Due to slow progress in implementation of PPP projects, overseas entrepreneurs are still hesitant to invest in Bangladesh. Reluctance of the bureaucrats in the implementation, traditional procurement system and delay in formulating appropriate legislation are the impediments to increased investment under PPP. 

A large number of the bureaucrats do not, in fact, want proper implementation of PPP projects as it may restrict their power in the public projects. Absence of guidelines and bureaucratic tangles acted as the hindrances to implementing PPP initiative. The bureaucracy, by its nature, does not encourage change. It is the same age-old bureaucracy that is inherited from British colonial regime.

In the PPP model, public and private sectors jointly undertake large projects on partnership basis. Through this model the private sector is encouraged to participate in large and long-term infrastructure development. Private sector arranges the resource or bears the cost of building infrastructure in the process.

In spite of formulation of some guidelines, potential infrastructure development projects can hardly be taken up for implementation. The process of engaging private developers for setting up of hi-tech parks or expressways through tender is reportedly being delayed for the same reason. This has caused some disappointment among the interested investors.

Facilitation of the operation of the would-be PPP projects under diverse conditions prevailing in the country, sooner than later, is a big challenge. Much here depends on effective staffing and institutional support for the PPP cell which should play a catalyst's role in coordinating the activities of different ministries, donor agencies, foreign and local financial institutions and the project sponsors.

The spirit of PPP is all about a shift towards leveraging government finances with private sector resources. Hence, the PPP cell needs to work out an effective strategy by which infrastructure projects can draw financing from all fronts. Country's burgeoning capital market is a potential sector wherefrom some substantial funds can be mobilised.

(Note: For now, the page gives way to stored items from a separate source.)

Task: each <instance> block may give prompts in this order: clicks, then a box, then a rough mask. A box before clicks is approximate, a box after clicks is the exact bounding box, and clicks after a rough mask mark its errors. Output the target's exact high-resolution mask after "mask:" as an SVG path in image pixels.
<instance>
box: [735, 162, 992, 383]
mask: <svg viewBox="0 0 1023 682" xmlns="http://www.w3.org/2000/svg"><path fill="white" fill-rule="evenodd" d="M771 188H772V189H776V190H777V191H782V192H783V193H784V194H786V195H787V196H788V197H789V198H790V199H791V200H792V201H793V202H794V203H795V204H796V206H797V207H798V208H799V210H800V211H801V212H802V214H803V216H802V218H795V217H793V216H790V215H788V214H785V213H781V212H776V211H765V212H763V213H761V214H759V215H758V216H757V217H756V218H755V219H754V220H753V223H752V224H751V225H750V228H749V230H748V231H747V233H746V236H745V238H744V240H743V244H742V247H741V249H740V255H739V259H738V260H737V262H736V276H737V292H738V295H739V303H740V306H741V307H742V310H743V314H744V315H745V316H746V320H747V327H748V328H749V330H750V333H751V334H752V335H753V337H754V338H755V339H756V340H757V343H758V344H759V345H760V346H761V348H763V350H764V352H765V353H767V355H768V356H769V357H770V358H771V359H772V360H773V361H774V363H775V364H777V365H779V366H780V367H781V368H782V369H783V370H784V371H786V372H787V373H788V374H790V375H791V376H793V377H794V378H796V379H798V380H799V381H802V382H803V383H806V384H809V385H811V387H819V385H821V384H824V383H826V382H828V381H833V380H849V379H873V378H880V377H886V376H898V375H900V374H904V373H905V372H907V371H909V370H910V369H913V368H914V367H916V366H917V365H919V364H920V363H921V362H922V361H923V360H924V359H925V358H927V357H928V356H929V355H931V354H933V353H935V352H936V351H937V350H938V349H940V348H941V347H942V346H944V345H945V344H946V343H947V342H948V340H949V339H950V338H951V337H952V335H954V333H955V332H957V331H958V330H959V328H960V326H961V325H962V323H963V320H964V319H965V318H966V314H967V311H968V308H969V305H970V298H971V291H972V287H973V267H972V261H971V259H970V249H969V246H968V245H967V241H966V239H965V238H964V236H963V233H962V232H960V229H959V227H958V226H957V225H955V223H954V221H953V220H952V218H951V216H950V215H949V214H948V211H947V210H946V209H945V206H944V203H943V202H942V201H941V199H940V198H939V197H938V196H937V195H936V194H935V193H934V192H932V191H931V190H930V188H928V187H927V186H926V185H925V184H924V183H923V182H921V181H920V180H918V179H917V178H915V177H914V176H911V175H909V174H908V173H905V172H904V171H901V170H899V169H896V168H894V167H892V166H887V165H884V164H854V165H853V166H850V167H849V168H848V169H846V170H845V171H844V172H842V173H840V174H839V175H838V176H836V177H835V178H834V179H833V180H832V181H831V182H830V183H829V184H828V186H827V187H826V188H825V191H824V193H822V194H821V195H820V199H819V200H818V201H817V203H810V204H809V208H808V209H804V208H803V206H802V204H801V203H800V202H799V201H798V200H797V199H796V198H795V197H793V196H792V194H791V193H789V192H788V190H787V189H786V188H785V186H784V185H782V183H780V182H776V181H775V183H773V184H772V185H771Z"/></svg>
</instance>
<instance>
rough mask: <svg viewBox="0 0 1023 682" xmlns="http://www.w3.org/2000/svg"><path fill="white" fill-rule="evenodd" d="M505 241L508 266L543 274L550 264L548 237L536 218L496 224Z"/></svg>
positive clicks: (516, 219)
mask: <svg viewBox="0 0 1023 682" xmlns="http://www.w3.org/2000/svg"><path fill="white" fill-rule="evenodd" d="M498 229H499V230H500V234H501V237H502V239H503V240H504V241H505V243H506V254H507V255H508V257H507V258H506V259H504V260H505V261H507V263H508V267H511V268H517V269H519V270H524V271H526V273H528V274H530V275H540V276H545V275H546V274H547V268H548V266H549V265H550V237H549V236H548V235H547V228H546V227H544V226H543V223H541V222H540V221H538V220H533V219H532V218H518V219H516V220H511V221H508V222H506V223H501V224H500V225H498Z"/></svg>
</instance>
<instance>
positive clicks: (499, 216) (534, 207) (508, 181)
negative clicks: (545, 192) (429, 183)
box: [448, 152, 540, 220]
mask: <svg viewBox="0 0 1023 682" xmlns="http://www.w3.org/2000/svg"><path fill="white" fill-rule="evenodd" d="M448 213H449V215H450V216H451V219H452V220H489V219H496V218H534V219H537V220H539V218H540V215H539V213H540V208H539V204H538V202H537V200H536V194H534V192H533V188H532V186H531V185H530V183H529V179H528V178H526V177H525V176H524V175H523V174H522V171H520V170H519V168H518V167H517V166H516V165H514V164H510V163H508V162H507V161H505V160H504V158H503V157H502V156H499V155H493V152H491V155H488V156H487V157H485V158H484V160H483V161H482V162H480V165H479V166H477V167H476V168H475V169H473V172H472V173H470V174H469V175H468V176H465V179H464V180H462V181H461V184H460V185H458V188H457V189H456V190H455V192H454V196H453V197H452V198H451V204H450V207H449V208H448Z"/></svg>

There is no denying that the private sector in Bangladesh is yet not strong enough to attract large capital, both from home and abroad. It is also physically constrained to implement large projects. In such a situation, PPP initiatives are unlikely to bear fruits, unless the government selects projects that are sound, viable and easy to implement. There is also a need to ensure competitive bidding process to meet transparency, accountability and creditworthiness of such projects.

Besides, there should be adequate discussion and analysis on the failure and success of PPP projects, and failed projects must receive punitive action. Every project can be divided into public, public-private and private in future in terms of prioritising public interests.

The government has, so far, been successful in branding its power plants in attracting local and foreign investors. But in respect of PPP projects, it didn't take such steps. It must share risks with the PPP projects. Guarantees on profit must be ensured otherwise the investors will not come here.

However, a recent study identified a number of factors including selection of appropriate projects, unusual cost and corruption as key impediments toward implementation of PPP projects. Other barriers include non-completion of projects within the stipulated time, inadequate feasibility study, lack of monitoring from the government and poor capacity.

An integrated infrastructure investment master plan is needed that complements but does not compete with sector-based developments. The country needs to raise investment in infrastructure requirements from the current $3.0-$3.5 billion to $12.5 billion a year to meet the development targets.

For making PPP initiatives successful in the country, the government needs to formulate a rational and attractive policy framework, ensure appropriate incentive packages and mechanism for implementation, and build trust and confidence of the investors as regards policy continuity.

As some overseas entrepreneurs are reportedly showing interest in PPP initiatives in Bangladesh, this should provide an opportunity to make the best use of foreign direct investment.